Soon, more than two hundred thousand workers are on strike in Arkansas, Illinois, Kansas, Missouri and Texas.
Although the dismissal of the leadman in Texas had sparked the initial strike, wages, hours and unsafe working conditions motivate most of the strikers.
From the start there are problems.
The Brotherhood of Engineers refuses to honor the strike, and its members keep working.
Meanwhile, Gould immediately hires strikebreakers to work the railroad, allegedly declaring, "I can hire one half of the working class to kill the other half."
Pinkerton detectives are employed to protect railroad property.
On March 19, 1886, Powderly meets in Kansas City, Missouri with other leaders of the Knights, the governors of Kansas and Missouri, and railroad officials to try to bring an end to the strike.
The meeting continues for two days, but the parties are unable to reach an agreement.
After several incidents of 'union violence' occur, Gould requests military assistance from the governors of the affected states.
The governor of Missouri mobilizes the state militia; the governor of Texas mobilizes both the state militia and the Texas Rangers.
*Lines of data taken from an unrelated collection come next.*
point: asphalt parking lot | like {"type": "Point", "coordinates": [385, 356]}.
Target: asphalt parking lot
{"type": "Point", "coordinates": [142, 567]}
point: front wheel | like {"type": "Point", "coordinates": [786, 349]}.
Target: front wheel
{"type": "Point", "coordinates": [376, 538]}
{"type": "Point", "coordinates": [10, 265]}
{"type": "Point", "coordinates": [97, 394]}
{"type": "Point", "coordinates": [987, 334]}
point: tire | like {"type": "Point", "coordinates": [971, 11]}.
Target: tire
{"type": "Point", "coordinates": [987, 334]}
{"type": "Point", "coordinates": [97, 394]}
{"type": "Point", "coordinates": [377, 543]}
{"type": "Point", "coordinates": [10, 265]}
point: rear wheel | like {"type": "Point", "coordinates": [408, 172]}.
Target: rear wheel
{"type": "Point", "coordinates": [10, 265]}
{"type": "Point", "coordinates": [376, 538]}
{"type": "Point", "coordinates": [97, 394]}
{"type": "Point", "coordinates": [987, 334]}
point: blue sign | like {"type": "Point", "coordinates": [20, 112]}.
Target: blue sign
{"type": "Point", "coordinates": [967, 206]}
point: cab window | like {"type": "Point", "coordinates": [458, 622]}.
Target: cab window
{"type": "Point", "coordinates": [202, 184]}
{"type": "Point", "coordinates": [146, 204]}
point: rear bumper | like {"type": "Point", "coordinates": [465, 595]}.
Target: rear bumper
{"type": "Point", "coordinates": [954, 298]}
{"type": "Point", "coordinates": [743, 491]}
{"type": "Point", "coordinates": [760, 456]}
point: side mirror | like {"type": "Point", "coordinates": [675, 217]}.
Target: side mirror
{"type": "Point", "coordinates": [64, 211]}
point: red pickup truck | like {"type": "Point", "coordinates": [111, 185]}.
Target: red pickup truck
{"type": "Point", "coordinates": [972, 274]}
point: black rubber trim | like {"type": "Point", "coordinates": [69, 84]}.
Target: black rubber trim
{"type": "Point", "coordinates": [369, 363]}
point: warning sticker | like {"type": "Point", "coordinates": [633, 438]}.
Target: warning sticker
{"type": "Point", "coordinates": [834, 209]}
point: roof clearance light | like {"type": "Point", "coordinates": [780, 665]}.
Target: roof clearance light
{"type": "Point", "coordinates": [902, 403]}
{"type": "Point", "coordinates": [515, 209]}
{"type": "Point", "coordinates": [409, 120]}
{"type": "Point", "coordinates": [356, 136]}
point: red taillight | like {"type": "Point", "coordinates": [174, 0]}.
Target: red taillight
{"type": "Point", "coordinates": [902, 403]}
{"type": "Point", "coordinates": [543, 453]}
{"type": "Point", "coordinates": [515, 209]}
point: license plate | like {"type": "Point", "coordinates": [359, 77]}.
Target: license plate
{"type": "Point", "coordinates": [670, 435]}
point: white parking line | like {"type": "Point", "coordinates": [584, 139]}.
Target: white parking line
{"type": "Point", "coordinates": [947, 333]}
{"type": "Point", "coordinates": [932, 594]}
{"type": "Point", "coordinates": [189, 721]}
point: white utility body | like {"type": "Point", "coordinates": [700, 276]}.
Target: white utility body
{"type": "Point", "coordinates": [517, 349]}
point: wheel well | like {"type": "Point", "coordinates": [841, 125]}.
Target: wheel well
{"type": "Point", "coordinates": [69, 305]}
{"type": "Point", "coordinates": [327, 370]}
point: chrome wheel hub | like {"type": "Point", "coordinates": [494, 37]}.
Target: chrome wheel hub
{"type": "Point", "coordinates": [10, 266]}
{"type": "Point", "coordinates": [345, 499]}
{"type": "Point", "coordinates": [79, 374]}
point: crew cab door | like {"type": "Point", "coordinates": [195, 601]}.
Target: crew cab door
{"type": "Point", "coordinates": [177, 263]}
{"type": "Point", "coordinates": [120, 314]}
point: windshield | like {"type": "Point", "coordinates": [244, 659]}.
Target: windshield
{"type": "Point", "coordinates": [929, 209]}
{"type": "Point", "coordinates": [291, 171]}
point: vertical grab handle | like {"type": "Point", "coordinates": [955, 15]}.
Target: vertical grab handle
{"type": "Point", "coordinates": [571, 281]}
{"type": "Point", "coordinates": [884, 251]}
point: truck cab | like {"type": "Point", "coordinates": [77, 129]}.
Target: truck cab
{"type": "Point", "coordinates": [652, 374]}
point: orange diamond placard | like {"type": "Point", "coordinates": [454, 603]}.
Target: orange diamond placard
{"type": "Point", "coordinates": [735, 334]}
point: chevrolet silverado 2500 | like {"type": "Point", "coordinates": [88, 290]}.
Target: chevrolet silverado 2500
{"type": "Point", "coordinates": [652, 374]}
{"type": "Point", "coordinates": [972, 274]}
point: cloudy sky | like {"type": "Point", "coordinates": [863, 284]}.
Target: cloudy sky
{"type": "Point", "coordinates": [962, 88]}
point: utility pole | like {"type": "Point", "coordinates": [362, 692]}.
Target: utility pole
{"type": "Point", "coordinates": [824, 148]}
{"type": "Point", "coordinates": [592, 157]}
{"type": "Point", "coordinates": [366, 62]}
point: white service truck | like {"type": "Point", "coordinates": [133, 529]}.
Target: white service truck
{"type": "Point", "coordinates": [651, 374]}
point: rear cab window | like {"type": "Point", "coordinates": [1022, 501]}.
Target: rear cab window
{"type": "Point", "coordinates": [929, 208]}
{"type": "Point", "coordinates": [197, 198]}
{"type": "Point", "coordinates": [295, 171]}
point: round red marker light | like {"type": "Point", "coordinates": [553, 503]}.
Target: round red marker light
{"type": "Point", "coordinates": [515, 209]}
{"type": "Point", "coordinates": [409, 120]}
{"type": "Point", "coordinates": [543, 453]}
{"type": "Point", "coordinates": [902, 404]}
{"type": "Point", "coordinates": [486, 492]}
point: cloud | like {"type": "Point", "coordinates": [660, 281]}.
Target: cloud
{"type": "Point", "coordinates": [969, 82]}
The governor of Kansas refuses after local officials report no incidents of violence, despite claims by railway executives that mobs had seized control of trains and rail yards were burning.
The exercise of state police power on behalf of the railways leads union members to retaliate.
Switching houses are burned, mechanic shops wrecked and trains uncoupled.
Shots are fired at a moving train in Missouri.
A favorite tactic of the rail workers is to let steam locomotives go cold, forcing the railroad to spend up to six hours slowly reheating the engines for use.
As the violence spreads, public opinion turns against the workers.
The physical attacks by the Pinkerton agents scare thousands of workers into returning to work.
The strike peters out during the summer of 1886.
By September, the strike is over.
The Great Southwest Railroad Strike, the Haymarket riot, and the collapse of the 1887 Sugar Strikes in Louisiana have demoralized the Knights of Labor and energized management.
The failure of the Great Southwest Railroad Strike represents the first major defeat sustained by the Knights of Labor.
When the strike did not draw the support of the engineers and other industrial workers, the Knights' vision of an industrial union had withered as well.
Internal conflict has broken out between various factions within the Knights, paralyzing the union.